The Bench told the lawyers that it wanted to put an end to the matter to protect the dignity of the court and of the judges. Therefore, it asked asked the parties to issue statements tendering their apologies. Prashant Bhushan, however, refused to tender an apology, but agreed to issue a statement instead. His statement reads:
"In my interview to Tehelka in 2009 I have used the word corruption in a wide sense meaning lack of propriety. I did not mean only financial corruption or deriving any pecuniary advantage. If what I have said caused hurt to any of them or to their families in any way, I regret the same. I unreservedly state that I support the institution of the judiciary and especially the Supreme Court of which I am a part, and had no intention to lower the prestige of the judiciary in which I have complete faith. I regret if my interview was misunderstood as doing so, that is, lower the reputation of the judiciary, especially the Supreme Court, which could never have been my intention at all."
After the Bench re-assembled, Justice Mishra indicated that he may pass an order holding that any statement of corruption in the judiciary would amount to contempt per se.
However, Senior Advocate Dhavan stated that such a finding cannot and should not be rendered without hearing the parties.
It is understood that the earlier discussion between the judges and the lawyer over WhatsApp was only regarding whether the proceedings could be dropped in the light of the statements.
Following this, the court reserved its verdict on whether to accept the statement submitted by Bhushan or proceed against him.
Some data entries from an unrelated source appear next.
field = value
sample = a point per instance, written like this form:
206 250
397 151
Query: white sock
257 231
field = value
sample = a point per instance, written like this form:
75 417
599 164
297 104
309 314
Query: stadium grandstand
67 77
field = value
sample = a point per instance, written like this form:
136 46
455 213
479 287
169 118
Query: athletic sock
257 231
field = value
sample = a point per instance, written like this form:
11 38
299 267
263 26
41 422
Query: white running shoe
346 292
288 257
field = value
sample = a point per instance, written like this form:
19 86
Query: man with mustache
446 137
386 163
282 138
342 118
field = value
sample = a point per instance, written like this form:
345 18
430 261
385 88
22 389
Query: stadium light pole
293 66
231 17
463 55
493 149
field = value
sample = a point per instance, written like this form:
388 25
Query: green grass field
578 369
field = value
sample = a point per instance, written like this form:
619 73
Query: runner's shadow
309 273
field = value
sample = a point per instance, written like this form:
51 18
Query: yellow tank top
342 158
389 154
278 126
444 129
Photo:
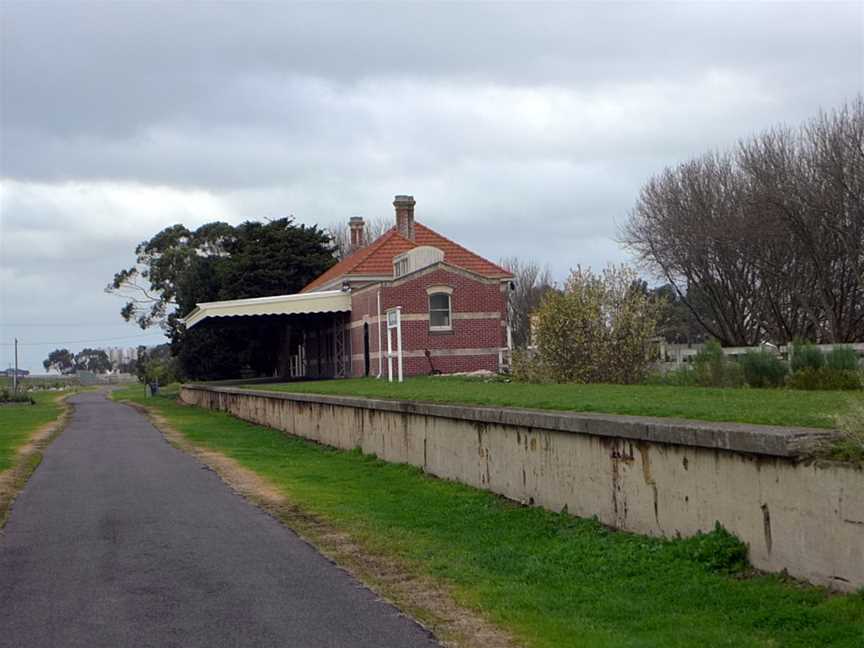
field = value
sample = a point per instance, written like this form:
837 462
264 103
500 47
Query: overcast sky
521 129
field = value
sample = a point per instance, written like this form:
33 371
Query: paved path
121 540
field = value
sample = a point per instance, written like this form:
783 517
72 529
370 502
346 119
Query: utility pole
15 375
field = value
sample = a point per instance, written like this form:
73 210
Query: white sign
394 322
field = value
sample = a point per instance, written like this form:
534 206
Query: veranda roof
327 301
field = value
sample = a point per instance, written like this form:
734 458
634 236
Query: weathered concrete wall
654 476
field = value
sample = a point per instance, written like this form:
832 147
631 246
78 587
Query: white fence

On July 25, the Bench had deferred the hearing in the case after the counsel stated that the voluminous case files and records of the 11-year-old-case contempt case against Bhushan had to be arranged.
The contempt case was filed against Bhushan after he made allegations against former Chief Justices of India SH Kapadia and KG Balakrishnan during an interview with Tehelka magazine back in 2009.
During the interview, Bhushan also allegedly said that half of the preceding 16 Chief Justices of India were corrupt. As per the complaint, Bhushan also said in the interview that he had no proof of the allegations.
Post this, the Supreme Court had taken suo motu notice of the issue after a complaint to this effect was filed by Senior Advocate Harish Salve.
The contempt petition was held to be maintainable by a three-judge Bench on November 10, 2010, following which the case was heard on 17 occasions.
Bhushan’s father and former Union Law Minister Shanti Bhushan had subsequently filed an application bringing on record the instances of corruption against six CJIs. This was produced in a sealed cover.
After the court decided to take up the matter last month, it was requested to take up the case for hearing only after the physical hearings start.
Senior Counsel Kapil Sibal, representing then Editor of Tehelka Tarun Tejpal, had also sought for the case to be heard once physical hearings at the Court resume, stating that there was no urgency involved.